@alliecandice via Twenty20
Q: What practical steps can I take to help shift myself out of bootstrap mode, where I am doing everything for myself, and into a position to hire some support help?
A: First, congrats on reaching this transitional milestone. You must be doing a lot right to have scaled your business to this point. The good news is the next phase of your business will help you grow even more.
Of course, I get that this is also a frustrating time. To figure out if you’re ready to hire help (part- or full-time), consider these principles:
• Working IN your business is not the same as working ON your business. One will grow your business exponentially, both in the income and the freedom you gain, and one will drive you insane. All of us start out working in our businesses. We handle every facet. When we begin working ON our businesses instead, it’s a powerful mindset and time shift.
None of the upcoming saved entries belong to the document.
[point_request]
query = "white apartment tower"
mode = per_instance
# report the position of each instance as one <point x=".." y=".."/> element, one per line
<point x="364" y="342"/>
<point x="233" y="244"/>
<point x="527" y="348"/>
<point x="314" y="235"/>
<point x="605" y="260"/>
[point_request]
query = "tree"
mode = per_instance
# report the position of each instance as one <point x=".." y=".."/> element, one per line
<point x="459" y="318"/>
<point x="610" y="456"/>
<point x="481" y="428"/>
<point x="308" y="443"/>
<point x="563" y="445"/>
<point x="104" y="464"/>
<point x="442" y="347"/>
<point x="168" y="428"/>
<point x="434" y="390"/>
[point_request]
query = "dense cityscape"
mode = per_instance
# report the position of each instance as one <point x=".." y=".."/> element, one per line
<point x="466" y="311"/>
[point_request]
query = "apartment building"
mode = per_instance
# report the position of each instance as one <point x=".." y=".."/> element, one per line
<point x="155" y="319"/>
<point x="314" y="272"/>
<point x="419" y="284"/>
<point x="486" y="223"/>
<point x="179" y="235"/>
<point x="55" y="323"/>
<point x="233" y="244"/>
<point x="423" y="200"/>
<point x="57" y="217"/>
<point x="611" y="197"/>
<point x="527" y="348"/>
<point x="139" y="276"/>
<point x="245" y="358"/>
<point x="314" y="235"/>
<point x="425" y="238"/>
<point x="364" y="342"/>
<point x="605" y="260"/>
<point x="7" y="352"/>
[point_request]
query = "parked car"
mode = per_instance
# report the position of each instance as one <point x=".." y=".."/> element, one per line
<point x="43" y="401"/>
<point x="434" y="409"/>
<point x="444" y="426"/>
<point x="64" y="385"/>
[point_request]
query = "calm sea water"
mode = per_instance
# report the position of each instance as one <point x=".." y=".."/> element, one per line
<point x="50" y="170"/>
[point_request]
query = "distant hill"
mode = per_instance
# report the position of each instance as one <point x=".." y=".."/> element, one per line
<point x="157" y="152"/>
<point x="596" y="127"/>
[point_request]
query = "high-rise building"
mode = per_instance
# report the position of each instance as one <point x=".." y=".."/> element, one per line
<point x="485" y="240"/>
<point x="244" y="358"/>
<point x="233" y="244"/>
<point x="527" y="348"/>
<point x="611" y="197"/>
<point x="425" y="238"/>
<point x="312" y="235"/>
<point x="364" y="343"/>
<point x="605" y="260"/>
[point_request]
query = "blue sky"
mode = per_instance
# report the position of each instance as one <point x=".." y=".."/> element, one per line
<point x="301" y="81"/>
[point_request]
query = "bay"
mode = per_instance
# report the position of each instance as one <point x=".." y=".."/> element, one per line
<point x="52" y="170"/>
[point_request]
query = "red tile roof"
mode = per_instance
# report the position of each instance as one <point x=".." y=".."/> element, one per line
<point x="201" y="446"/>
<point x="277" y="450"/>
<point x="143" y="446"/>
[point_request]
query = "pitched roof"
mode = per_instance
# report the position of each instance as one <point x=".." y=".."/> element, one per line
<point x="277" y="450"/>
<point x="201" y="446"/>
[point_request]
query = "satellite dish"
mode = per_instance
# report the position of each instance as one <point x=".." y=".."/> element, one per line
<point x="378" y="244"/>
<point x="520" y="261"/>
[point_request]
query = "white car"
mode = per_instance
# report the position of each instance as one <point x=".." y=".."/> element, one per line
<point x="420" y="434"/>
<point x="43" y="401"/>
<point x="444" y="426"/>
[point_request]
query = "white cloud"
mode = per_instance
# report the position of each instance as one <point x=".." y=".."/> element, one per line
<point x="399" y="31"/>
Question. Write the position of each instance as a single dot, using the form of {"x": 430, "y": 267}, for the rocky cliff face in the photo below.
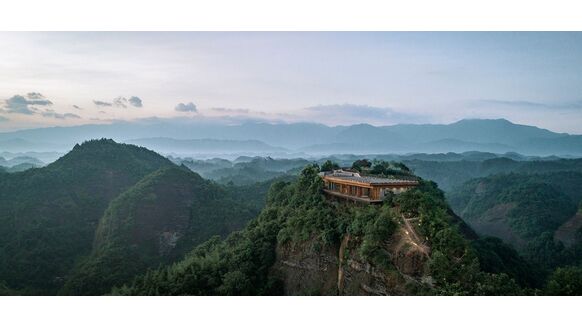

• Any new hire must generate revenue. Now, this doesn’t mean that your virtual assistant is out there selling your online courses for you. Some hires increase your revenue indirectly by freeing you up to pursue clients.
• The right person will do the job right. Here’s the thing: If you hire the right person for the job, they will do that job better than you ever have. Wouldn’t that be lovely?
So here are a few steps you can take to apply these principles right now and step out into the next phase of your business growth:
Step 1: Write down what the next five years of your business could look like if you took your hands off the day-to-day, a little at a time, and allowed yourself to show up only as your best self.
Step 2: Put on your research cap and gather some data to see how much revenue even a part-time virtual assistant could bring to your business. Write down every task you do. Rate each 1-5 based on how much you enjoy it and how good you are at it, with 1 being “I hate this and I’m terrible at it,” and 5 being “This is why I was put on the planet.” When you’re done, calculate how many hours each month you spend on tasks rated 1 or 2. Multiply that by your hourly fee. That’s how much you’re already paying someone (yourself) to do those tasks.
Step 3: Finally, look inward at what is truly holding you back. Is it spending the money and returning to a lower overall bottom line? If you’re budgeting, remember that you can start small with a contractor and $100 a month to get used to the mindset shift. If you’re holding back because you don’t trust anyone else to do the work as well as you can, then it’s time to get clear with yourself on what your strengths really are and are not. There is someone out there who can do some of your tasks way better than you. Let them! Your business needs your best.